SFU Surrey-based project will evaluate the effects of age

Beginning in April, the SFU Surrey campus has become home to an extensive study focused on the process of aging. The Canadian Longitudinal Study on Aging (CLSA), the largest of its kind, has set up collection sites at SFU, UBC, and UVIC, and plans to survey 50,000 individuals across Canada in the span of the next 20 years. Twenty thousand participants from across Canada will be followed by phone interview, while the remaining 30,000 participants are to take part in the project’s comprehensive cohort, which will involve being interviewed and evaluated on site. Fifteen-hundred of these individuals live within 25 kilometers of SFU Surrey, and will be evaluated at the new 1,100 square foot lab there. These participants will undergo complete physiological workups, and have data collected on everything from their nutritional habits to their socio-economic status. The aim of the study is to look at how these aging and health factors interact with each other.

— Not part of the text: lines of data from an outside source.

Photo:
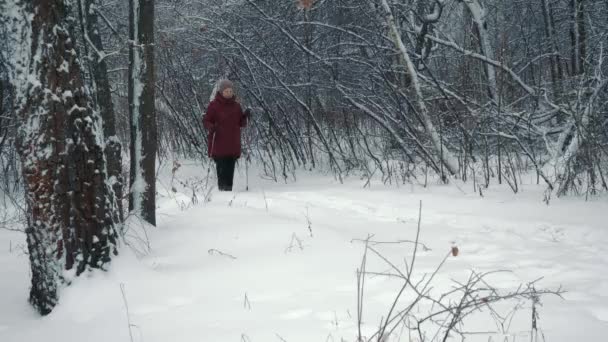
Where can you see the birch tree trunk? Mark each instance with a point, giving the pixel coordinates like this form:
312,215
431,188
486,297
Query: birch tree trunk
99,72
142,201
71,209
445,156
478,13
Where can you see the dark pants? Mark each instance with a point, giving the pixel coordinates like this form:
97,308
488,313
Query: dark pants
225,172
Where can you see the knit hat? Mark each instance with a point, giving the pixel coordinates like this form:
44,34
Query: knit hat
225,84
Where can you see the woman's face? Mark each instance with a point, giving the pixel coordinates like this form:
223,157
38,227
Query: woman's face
228,93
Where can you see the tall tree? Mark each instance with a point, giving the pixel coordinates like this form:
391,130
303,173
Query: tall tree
71,211
142,199
99,71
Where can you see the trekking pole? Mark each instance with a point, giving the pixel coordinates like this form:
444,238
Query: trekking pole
247,160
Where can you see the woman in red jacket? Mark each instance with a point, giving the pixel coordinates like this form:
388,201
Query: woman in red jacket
223,121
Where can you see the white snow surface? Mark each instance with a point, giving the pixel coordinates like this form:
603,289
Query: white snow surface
274,282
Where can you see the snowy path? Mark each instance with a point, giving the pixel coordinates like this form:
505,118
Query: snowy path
268,287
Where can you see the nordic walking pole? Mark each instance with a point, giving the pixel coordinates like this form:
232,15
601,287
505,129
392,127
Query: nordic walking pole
248,158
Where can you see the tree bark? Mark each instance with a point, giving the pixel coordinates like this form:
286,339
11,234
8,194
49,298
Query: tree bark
99,72
71,209
143,147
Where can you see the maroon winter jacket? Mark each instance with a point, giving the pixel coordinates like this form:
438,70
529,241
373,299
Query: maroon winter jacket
223,122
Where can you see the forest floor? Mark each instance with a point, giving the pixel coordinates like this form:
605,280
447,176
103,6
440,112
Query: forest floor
279,263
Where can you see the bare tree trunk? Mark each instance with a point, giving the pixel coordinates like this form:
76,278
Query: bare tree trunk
99,71
142,199
71,210
578,35
478,13
445,156
557,73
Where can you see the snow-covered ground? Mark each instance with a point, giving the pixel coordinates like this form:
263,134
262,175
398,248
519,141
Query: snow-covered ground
278,263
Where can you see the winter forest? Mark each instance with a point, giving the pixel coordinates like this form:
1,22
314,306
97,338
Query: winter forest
303,170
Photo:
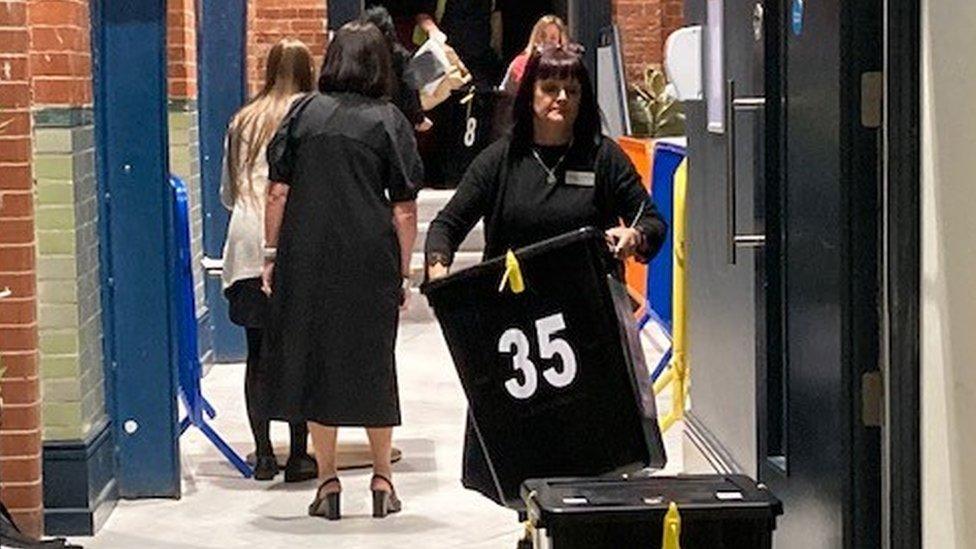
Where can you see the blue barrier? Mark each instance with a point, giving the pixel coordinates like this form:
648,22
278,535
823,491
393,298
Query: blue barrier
190,370
660,272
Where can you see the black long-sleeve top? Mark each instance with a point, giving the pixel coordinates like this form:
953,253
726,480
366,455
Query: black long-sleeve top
596,185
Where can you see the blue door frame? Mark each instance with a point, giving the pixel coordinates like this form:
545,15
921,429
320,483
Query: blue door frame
222,81
129,69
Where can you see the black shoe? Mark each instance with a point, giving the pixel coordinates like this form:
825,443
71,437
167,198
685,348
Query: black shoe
266,468
326,505
301,468
385,502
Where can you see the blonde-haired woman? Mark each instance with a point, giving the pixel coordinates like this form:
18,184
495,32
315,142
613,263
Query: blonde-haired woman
548,30
243,190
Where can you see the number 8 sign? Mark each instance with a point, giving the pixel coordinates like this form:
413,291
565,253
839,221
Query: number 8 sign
515,342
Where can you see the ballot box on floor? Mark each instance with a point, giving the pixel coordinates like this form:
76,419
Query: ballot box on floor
545,345
710,512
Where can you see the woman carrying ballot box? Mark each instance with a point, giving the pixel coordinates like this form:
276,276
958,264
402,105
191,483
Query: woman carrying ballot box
555,173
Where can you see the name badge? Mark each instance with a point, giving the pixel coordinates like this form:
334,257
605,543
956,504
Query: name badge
580,179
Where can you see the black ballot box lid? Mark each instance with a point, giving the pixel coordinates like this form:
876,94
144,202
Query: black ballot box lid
554,375
716,511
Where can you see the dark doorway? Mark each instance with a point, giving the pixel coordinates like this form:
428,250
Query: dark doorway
785,253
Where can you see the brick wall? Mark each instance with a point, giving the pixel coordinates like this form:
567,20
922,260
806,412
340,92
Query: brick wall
181,48
644,27
60,36
20,422
184,141
271,20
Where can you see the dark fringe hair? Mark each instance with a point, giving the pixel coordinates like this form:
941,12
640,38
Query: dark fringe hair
358,61
560,63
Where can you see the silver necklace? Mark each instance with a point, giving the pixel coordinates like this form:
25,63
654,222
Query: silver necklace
550,172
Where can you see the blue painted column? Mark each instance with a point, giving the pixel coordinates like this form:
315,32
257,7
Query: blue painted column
129,43
222,80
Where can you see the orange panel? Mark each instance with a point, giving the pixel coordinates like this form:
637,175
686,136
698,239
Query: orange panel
641,153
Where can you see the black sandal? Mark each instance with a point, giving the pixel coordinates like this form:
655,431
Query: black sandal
326,505
385,502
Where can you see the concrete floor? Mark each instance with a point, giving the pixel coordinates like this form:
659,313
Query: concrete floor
220,509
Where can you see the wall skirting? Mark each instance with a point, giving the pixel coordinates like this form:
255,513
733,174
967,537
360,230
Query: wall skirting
80,491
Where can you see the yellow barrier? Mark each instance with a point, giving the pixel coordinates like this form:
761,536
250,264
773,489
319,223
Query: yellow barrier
676,376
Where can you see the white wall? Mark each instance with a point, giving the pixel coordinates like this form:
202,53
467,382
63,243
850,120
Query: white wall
949,274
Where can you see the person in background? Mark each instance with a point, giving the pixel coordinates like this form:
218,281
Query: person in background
471,27
554,174
548,30
243,188
340,226
406,97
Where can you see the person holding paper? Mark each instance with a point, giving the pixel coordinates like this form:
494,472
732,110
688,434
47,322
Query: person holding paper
548,30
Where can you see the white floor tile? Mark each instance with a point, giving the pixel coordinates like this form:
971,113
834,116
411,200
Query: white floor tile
220,509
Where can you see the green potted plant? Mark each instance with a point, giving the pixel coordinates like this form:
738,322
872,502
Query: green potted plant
654,111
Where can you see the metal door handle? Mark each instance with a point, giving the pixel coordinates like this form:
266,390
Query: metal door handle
733,105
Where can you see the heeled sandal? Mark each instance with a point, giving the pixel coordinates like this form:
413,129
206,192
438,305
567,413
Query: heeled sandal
385,502
326,505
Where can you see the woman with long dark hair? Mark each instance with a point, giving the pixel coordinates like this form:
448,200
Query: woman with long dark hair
554,174
340,225
406,97
243,188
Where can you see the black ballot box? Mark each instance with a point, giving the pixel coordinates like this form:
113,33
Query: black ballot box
554,375
716,512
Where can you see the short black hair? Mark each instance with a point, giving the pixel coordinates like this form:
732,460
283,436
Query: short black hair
563,63
358,61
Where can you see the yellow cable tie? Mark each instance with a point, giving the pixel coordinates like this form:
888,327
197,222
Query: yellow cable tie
513,274
672,528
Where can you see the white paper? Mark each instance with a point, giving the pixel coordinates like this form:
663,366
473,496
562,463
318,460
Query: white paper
437,49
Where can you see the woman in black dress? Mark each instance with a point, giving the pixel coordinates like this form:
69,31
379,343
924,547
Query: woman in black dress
340,224
407,96
554,174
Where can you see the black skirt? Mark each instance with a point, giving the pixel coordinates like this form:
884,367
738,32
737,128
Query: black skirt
332,322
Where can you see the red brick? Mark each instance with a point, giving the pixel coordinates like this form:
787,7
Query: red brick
62,91
46,39
15,177
30,521
56,13
13,14
13,40
21,417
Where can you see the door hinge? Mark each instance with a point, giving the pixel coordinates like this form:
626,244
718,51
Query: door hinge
872,99
872,399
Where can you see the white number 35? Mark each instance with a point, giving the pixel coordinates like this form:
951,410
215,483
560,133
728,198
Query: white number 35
515,341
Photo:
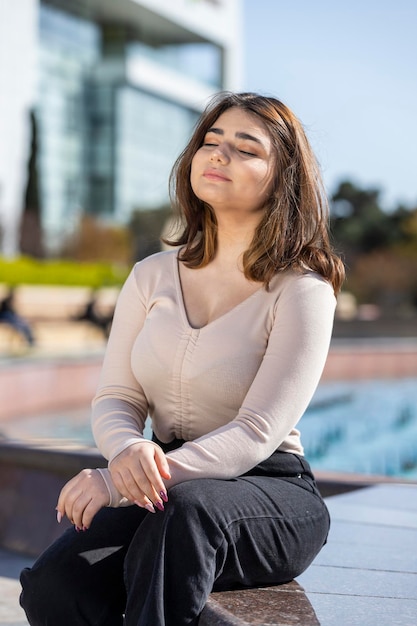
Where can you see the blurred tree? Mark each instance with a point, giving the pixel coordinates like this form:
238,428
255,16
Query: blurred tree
358,223
30,226
387,278
97,241
379,247
146,227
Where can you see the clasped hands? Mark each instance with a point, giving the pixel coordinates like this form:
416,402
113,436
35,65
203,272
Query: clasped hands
138,473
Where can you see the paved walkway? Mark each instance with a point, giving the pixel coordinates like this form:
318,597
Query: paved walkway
11,565
365,575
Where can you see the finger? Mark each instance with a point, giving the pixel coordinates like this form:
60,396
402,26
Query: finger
90,510
162,464
130,486
78,510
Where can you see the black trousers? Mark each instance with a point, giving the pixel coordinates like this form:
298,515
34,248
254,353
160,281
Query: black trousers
143,569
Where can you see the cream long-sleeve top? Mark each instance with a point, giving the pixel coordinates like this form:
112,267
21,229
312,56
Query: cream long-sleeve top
234,389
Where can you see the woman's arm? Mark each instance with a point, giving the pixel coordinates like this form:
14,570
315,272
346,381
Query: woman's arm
138,467
280,393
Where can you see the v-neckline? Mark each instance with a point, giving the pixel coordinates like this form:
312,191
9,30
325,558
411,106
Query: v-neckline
183,308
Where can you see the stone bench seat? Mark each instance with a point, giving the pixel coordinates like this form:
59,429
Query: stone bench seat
366,574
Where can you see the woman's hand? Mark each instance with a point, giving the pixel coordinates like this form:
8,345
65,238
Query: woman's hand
138,474
82,497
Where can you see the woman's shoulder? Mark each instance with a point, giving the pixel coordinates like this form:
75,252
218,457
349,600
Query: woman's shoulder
301,281
155,263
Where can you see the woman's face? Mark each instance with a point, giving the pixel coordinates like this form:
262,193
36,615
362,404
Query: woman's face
232,170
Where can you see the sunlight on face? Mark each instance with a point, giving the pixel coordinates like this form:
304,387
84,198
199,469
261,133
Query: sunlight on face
232,170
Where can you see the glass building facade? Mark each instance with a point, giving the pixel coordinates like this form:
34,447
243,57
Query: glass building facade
114,108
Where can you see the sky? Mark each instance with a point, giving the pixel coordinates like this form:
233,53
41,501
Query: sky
348,70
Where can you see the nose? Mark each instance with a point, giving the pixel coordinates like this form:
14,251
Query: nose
219,155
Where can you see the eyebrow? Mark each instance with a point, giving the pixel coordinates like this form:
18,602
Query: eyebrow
219,131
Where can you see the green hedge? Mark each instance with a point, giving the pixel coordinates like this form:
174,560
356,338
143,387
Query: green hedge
29,271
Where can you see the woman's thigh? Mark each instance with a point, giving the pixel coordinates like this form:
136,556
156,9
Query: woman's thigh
271,528
82,571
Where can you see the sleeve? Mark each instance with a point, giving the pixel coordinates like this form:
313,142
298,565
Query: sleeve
280,393
120,408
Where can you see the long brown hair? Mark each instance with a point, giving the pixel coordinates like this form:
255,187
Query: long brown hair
294,230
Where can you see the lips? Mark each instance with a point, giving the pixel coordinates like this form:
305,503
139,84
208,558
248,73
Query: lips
213,174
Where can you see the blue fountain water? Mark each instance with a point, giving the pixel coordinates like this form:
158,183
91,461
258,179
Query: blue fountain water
366,427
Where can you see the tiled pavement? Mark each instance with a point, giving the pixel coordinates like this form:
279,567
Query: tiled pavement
366,575
11,565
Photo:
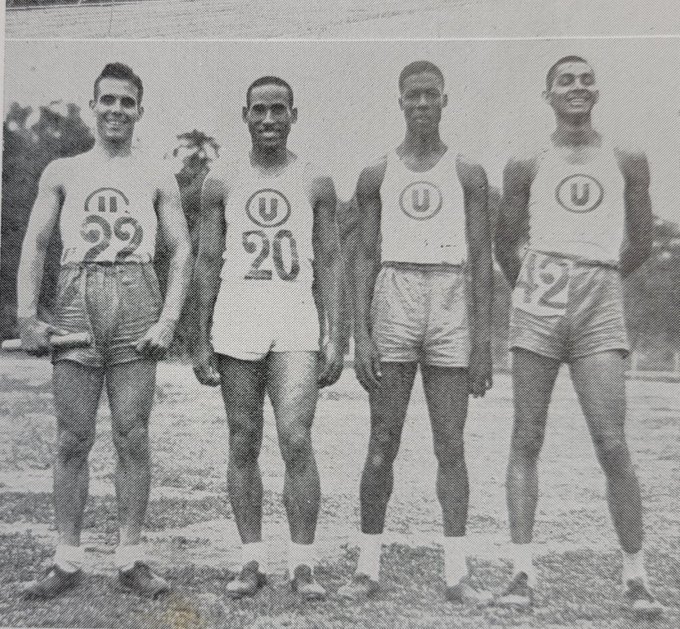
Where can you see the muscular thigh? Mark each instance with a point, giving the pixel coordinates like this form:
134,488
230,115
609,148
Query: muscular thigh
292,387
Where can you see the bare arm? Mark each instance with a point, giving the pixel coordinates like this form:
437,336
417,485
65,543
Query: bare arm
638,207
365,265
46,208
513,220
328,263
43,218
211,243
476,188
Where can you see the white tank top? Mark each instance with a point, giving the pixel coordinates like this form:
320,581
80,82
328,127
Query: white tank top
108,213
578,209
269,227
422,219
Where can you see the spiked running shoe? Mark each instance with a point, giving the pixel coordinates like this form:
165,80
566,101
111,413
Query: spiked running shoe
518,595
53,583
468,591
640,601
304,583
142,580
248,582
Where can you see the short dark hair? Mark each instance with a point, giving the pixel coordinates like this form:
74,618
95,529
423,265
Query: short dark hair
269,80
418,67
122,72
552,73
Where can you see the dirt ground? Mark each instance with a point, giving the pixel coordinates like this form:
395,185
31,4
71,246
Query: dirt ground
353,19
191,532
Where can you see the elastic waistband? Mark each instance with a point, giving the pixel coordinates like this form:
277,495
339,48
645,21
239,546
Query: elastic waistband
443,267
578,261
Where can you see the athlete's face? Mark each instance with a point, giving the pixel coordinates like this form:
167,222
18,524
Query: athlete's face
422,100
116,108
269,115
573,90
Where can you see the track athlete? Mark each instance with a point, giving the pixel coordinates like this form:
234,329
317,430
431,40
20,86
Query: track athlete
581,207
108,203
428,208
268,222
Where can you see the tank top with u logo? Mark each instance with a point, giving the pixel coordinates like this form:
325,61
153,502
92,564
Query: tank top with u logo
577,210
422,219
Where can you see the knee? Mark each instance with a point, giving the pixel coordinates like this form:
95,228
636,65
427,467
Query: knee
132,443
74,446
296,447
244,446
613,456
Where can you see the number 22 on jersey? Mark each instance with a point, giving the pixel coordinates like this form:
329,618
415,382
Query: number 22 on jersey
542,287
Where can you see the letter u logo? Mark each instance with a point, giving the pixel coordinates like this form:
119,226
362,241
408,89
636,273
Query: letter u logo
582,198
268,214
418,205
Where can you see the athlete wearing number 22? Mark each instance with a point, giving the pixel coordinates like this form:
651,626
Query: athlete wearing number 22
267,231
586,205
108,204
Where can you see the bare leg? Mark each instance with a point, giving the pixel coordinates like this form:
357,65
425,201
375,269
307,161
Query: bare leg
131,388
388,403
293,390
77,390
533,379
600,385
446,391
243,387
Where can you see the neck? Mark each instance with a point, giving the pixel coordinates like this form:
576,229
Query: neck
265,157
109,148
575,131
421,145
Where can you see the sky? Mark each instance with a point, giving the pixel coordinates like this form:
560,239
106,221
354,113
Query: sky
346,93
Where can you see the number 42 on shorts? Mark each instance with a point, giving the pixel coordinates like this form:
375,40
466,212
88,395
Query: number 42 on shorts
543,285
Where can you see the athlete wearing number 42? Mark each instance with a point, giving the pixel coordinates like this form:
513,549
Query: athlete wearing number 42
268,229
587,208
108,203
423,210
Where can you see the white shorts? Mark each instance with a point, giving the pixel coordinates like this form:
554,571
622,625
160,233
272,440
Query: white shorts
251,319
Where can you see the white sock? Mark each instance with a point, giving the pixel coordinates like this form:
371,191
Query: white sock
69,558
523,561
370,548
633,566
455,559
255,551
126,556
300,555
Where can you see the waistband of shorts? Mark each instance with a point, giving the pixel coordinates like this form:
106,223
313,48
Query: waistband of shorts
578,260
426,267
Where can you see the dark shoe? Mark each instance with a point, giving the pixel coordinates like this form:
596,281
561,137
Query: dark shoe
640,601
53,583
468,592
142,580
248,582
359,587
306,585
518,595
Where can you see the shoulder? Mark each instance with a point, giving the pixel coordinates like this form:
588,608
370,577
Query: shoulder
372,176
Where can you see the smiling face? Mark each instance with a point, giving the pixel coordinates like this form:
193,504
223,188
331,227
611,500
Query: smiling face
269,116
422,100
116,109
573,91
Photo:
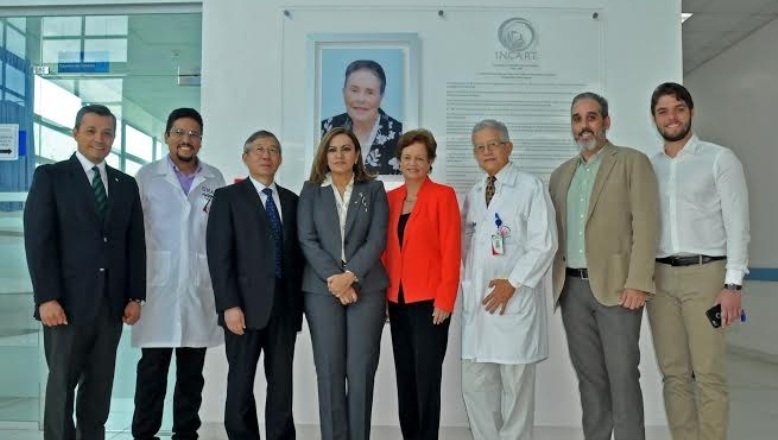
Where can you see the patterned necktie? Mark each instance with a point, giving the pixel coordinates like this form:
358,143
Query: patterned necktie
489,189
101,198
275,228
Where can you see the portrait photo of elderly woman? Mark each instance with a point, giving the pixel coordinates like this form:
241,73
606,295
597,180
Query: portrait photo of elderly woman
364,87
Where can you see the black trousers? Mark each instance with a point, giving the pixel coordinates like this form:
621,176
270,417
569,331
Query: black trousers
277,340
151,386
82,355
419,349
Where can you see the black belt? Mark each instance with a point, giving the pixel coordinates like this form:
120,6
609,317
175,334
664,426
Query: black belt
689,260
578,273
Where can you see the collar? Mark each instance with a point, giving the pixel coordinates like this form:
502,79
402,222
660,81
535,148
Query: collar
87,164
328,181
177,170
260,186
506,176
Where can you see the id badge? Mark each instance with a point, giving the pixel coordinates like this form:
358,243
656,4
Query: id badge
498,245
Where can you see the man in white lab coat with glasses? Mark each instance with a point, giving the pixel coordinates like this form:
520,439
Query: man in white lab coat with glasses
179,314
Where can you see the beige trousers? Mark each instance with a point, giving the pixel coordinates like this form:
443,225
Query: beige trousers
500,400
690,352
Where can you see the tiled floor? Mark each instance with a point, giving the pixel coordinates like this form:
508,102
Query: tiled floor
754,413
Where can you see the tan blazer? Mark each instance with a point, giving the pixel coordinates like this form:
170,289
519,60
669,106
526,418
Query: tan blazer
622,228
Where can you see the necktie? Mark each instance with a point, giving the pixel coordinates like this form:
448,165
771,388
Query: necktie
275,228
490,189
101,198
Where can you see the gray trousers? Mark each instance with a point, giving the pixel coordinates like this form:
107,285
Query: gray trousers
82,355
604,350
346,346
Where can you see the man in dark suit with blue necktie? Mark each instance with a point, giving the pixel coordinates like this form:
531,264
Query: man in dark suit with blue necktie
84,238
256,269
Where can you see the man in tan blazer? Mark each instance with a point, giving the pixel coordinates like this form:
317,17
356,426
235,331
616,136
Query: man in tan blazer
607,217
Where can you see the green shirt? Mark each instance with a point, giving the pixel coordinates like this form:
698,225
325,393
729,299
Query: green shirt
578,196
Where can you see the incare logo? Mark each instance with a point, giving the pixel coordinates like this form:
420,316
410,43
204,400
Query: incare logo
517,36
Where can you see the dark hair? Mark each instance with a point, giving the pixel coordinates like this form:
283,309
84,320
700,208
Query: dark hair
420,135
370,66
319,168
669,88
181,113
595,97
491,124
97,109
260,134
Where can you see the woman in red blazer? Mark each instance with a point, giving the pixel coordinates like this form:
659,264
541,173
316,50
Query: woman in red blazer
422,258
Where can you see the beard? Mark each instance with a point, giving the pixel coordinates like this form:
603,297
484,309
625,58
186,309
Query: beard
676,137
586,145
185,158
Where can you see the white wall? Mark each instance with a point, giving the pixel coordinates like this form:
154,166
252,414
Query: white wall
735,97
241,92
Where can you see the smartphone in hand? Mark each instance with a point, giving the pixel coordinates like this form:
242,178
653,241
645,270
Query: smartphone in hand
714,315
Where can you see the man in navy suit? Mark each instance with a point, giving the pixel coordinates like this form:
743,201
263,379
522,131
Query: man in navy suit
256,269
84,237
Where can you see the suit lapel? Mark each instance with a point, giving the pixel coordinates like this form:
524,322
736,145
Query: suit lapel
354,205
608,161
86,197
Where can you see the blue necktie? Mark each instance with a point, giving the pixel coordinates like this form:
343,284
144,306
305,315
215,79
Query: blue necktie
275,228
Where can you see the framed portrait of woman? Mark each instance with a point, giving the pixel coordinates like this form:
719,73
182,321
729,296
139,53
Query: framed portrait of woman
369,84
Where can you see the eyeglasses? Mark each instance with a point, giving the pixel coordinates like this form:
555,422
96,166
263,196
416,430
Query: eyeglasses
180,132
491,146
259,151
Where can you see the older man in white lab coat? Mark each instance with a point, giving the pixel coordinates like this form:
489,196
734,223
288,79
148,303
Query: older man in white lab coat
180,314
509,245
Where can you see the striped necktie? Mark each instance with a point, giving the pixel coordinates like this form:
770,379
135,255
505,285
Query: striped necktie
275,228
98,189
490,189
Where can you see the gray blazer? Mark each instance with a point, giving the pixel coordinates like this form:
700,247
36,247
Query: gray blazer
319,232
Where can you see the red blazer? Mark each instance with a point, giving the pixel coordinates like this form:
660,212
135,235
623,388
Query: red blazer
428,262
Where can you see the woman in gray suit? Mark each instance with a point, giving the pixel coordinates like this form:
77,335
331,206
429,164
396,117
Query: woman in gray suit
342,218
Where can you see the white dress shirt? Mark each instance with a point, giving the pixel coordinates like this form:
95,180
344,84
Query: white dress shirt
341,203
262,196
90,173
704,205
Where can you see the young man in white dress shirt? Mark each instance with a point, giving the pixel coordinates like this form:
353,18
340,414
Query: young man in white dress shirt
701,261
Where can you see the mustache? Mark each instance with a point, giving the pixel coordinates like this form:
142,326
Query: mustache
585,130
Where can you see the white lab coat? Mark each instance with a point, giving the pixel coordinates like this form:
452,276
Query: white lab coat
520,336
180,309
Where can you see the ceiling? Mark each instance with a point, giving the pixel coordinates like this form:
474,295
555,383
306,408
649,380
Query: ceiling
719,24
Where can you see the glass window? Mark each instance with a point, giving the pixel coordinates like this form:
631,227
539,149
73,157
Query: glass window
61,26
131,167
138,144
161,149
106,25
113,50
114,160
61,51
16,42
14,79
55,103
19,23
54,145
101,90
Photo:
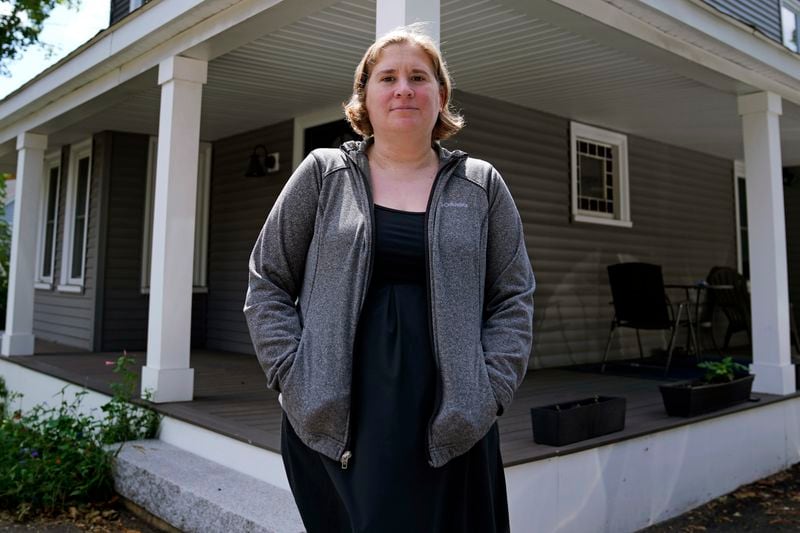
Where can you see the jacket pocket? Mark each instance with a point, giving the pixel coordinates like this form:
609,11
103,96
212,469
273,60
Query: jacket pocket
468,408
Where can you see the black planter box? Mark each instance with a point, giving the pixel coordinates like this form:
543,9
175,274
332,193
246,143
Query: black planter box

The CLSA has received funding from various sources, the majority of which comes from the Canadian Institutes of Health Research. The CIHR has provided $25–30 million to put towards the actual data collection, to be used in the first five years of the study. SFU itself has received over $3 million towards the project. The Canadian Foundation for Innovation has provided all the funding for the data management sites, the repositories, and the equipment. Besides these two foundations, each province has some provincial organizations providing additional funding, with B.C.’s coming from the B.C. Knowledge Development Association.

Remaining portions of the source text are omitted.